The Optimized Segment Support Map for the Mining of Frequent Patterns

ID
TR-2001-18
Authors
Carson Kai-Sang Leung, Raymond T. Ng and Heikki Mannila
Publishing date
November 15, 2001
Length
25 pages
Abstract
Computing the frequency of a pattern is a key operation in data mining algorithms. We describe a simple, yet powerful, way of speeding up any form of frequency counting satisfying the monotonicity condition. Our method, the optimized segment support map (OSSM), is based on a simple observation about data: Real life data sets are not necessarily be uniformly distributed.
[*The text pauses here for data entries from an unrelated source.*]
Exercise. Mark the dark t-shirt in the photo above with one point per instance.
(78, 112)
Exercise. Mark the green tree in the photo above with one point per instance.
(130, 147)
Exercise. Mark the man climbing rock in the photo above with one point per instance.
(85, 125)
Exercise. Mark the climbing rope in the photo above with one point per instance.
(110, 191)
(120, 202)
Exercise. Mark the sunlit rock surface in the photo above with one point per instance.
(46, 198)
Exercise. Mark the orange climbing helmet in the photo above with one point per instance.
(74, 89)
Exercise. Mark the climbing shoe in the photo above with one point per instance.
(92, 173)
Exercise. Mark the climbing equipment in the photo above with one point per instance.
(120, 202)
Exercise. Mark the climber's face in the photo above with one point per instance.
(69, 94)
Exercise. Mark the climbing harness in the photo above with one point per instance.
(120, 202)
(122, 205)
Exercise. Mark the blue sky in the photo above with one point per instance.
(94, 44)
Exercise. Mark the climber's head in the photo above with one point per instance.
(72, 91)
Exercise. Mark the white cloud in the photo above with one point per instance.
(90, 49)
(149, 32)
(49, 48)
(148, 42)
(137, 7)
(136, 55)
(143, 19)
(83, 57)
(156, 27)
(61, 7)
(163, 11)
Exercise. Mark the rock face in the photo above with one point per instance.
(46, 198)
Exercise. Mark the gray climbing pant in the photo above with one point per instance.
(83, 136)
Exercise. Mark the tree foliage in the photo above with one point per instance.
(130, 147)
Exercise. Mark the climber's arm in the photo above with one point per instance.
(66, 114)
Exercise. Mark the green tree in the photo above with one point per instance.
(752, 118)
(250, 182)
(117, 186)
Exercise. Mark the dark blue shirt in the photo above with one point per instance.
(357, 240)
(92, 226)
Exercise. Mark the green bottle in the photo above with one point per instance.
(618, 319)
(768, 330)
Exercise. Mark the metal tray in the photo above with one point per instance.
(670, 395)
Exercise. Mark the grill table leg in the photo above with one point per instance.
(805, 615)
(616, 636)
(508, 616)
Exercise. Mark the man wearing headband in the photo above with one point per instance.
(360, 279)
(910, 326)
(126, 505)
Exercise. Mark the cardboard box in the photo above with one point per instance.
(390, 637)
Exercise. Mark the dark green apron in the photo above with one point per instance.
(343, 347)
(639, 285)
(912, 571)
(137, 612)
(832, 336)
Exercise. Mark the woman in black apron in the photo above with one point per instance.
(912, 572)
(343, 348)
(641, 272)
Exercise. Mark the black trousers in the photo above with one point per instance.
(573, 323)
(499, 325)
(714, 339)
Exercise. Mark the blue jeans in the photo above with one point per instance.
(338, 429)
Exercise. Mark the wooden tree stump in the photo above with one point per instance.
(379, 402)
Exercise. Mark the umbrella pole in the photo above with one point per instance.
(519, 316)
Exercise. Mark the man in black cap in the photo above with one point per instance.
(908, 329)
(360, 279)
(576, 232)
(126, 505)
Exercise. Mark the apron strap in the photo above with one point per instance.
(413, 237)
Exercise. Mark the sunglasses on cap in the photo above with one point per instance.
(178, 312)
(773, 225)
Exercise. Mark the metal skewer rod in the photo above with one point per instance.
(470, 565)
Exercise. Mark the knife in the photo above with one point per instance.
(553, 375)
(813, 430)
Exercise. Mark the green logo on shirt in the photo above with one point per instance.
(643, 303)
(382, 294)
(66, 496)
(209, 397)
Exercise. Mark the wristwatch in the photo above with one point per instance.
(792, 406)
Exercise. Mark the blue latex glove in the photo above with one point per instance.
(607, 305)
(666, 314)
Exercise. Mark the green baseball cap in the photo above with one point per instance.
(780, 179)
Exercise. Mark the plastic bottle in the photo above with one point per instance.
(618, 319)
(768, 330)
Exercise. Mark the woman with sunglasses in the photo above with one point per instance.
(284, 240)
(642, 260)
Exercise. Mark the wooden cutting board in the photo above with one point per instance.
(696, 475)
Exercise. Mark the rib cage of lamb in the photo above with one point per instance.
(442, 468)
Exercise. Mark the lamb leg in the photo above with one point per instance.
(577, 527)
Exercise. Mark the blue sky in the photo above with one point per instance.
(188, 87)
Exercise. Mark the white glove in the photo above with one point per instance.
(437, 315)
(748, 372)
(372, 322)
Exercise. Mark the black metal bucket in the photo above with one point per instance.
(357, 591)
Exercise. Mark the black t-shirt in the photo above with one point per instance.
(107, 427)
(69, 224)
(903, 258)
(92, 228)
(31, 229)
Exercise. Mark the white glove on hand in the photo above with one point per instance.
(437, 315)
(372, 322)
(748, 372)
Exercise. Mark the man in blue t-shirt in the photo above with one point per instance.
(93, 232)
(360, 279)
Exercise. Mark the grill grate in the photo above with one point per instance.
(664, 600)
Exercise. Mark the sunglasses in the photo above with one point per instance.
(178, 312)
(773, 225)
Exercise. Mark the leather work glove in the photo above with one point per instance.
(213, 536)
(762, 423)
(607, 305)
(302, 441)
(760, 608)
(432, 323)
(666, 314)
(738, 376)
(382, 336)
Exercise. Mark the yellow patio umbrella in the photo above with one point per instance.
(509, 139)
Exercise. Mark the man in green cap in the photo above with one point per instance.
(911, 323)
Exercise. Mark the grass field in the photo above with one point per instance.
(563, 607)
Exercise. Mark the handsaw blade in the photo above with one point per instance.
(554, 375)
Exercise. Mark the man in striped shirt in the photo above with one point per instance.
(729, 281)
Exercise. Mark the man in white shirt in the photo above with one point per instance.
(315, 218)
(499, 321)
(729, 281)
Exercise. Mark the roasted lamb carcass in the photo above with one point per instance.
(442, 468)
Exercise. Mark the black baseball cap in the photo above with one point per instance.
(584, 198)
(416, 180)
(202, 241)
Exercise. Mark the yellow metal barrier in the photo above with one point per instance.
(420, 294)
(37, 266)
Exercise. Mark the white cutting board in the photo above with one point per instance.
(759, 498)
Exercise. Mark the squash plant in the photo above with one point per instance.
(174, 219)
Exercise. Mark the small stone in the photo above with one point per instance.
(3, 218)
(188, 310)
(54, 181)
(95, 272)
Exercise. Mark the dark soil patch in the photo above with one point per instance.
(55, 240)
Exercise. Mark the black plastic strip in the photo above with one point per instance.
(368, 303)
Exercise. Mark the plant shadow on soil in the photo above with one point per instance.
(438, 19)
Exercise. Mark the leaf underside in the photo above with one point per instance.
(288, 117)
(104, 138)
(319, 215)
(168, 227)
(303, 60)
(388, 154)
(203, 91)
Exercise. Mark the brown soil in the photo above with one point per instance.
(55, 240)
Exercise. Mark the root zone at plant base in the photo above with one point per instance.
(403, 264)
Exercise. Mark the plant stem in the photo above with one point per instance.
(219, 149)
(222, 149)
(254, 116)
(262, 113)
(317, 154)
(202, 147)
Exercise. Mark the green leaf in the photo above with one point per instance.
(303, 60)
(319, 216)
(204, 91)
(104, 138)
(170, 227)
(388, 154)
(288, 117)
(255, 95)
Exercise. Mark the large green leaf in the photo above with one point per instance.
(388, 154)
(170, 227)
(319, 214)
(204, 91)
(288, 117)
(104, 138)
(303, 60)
The OSSM is a light-weight structure that partitions the collection of transactions into m segments, so as to reduce the number of candidate patterns that require frequency counting. We study the following problems: (i) What is the optimal value of m, the number of segments to be used (the segment minimization problem)? (ii) Given a user-determined m, what is the best segmentation/composition of the m segments (the constrained segmentation problem)? For the segment minimization problem, we provide a thorough analysis and a theorem establishing the minimum value of m for which there is no accuracy lost in using the OSSM. For the constrained segmentation problem, we develop various algorithms and heuristics to help facilitate segmentation. Our experimental results on both real and synthetic data sets show that our segmentation algorithms and heuristics can efficiently generate OSSMs that are compact and effective.